A male nurse has been arrested after he was caught committing a sex act on a dead woman, it was revealed today.
Security guards at Sherman Oaks Hospital reportedly caught Alejandro Lazo, 61, committing an act of necrophilia on Sunday and held him until officers arrived.
LAPD Lt Andy Neiman told CBS Los Angeles there was an ‘indication that a deceased patient had somehow been violated by an employee of the hospital’.
We have all been there. Horny and lonely. But let’s be serious…..any person in their right mind doesn’t even want to be in the room with a dead body….let alone inside the dead body. This dude is fucked hard in the head. I need to know how long that Mr. Alejandro Lazo has been working in the hospitals. He is 61 years old. So even if he took a few years off at some point….it is safe to say he has at least 25-30 years on the job. Do you think at 61 years old this was the first time he tried his luck in the meat cooler?? Absolutely not. This dude has been diddling dead bodies for AT LEAST a couple of decades.

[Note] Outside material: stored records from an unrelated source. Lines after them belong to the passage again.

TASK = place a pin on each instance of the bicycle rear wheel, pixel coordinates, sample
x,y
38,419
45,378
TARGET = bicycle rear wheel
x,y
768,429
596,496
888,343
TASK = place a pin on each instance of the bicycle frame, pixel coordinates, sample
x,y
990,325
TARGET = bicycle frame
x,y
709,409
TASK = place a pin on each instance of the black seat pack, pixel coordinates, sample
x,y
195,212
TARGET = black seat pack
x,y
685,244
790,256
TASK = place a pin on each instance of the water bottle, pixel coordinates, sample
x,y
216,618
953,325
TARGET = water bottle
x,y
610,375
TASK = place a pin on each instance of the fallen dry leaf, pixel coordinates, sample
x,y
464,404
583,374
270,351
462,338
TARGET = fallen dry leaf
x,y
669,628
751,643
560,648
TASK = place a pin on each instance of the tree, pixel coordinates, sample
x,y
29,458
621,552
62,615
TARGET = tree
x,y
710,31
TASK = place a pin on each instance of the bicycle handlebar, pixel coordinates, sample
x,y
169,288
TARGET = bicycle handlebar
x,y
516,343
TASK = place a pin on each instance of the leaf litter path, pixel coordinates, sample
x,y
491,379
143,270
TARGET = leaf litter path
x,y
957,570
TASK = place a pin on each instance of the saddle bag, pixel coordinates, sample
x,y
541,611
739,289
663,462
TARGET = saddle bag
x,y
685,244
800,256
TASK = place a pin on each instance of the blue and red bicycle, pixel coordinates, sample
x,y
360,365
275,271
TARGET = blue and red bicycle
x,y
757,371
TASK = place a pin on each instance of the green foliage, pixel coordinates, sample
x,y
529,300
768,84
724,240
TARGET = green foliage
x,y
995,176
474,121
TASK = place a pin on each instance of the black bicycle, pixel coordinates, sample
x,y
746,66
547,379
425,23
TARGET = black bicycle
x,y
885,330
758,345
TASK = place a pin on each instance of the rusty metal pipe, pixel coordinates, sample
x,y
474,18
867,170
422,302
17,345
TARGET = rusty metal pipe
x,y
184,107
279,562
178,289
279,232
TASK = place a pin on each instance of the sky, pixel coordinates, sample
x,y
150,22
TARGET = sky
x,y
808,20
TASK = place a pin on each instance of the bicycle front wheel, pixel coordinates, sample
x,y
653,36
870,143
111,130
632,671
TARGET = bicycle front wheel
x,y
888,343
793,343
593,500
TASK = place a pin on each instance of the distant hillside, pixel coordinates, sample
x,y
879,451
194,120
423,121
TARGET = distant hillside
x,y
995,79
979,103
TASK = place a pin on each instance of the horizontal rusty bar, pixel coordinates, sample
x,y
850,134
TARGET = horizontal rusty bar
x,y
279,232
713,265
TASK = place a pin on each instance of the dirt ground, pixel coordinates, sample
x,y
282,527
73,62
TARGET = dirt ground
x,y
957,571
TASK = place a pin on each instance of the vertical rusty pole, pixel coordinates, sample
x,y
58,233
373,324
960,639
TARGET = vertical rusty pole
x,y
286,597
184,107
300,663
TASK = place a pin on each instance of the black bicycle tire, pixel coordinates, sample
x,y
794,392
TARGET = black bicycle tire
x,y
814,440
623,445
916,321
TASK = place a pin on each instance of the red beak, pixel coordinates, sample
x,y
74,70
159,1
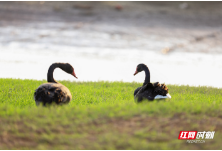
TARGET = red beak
x,y
73,73
135,72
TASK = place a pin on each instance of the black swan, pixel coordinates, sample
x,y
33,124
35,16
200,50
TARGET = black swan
x,y
150,91
54,92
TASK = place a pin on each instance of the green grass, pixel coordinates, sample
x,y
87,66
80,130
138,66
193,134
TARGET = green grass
x,y
103,115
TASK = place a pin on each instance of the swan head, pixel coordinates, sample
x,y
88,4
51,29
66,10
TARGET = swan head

I guess if you put aside the level of grossness…..and the illegality…..and moral hang ups……a dead “Jane Doe” body would make the perfect short term girlfriend. I say Jane Doe….because you shouldn’t be tagging someone’s dead wife or sister. I am saying if you get a “Law and Order: SVU” level dead hooker in an alley somewhere…..it changes the game. Now hear me out…..you have this dead hooker….that let everyone fuck her anyway…..she is a Jane Doe…..no family or friends……and if you think about it, she has been dead on the inside since she turned her first trick. So right there the moral hang ups are out the window.
Now let’s explore the pros: She can’t complain, she can’t say “no…i have a headache tonight”, you don’t have to go to any of her family gatherings, she can’t cheat on you, she can’t get pregnant, she will always be down for oral and anal, you can be as rough as you want, she will wear any outfit you decide to put her in, she will let you finish on her face/tits, she won’t tell you to clean the house, she won’t bitch about the dishes in the sink, she won’t care if you play video games, you will always get to pick the movie, she won’t constantly tell you she is cold…..she will be…..but she won’t talk about it, she won’t try to pick your friends, she won’t tell you that you have had too much to drink, she won’t point out that you are ALWAYS watching sports, she won’t question your choices in porn, and last but not least….you will always know where to find her.
Now let’s explore the cons: you are gonna need lube…..lots of lube, her hair will start to fall out, her body will start to decompose, her body temperature might take some getting used to, gotta dodge the morgue staff during your “tryst”, can’t go out to dinner, can’t go to the movies (Weekend at Bernie’s?), possible arrest, possible jail time (gonna need more lube)……oh yea…..and she is dead.
Okay….so I guess the whole dead chick thing out weighs any “pro” list I could come up with….but if any woman wants a list of how to be a better girlfriend/wife to their man…..they can refer to the “pro list for necrophilia” right here at BrokenFilter.net. You’re welcome.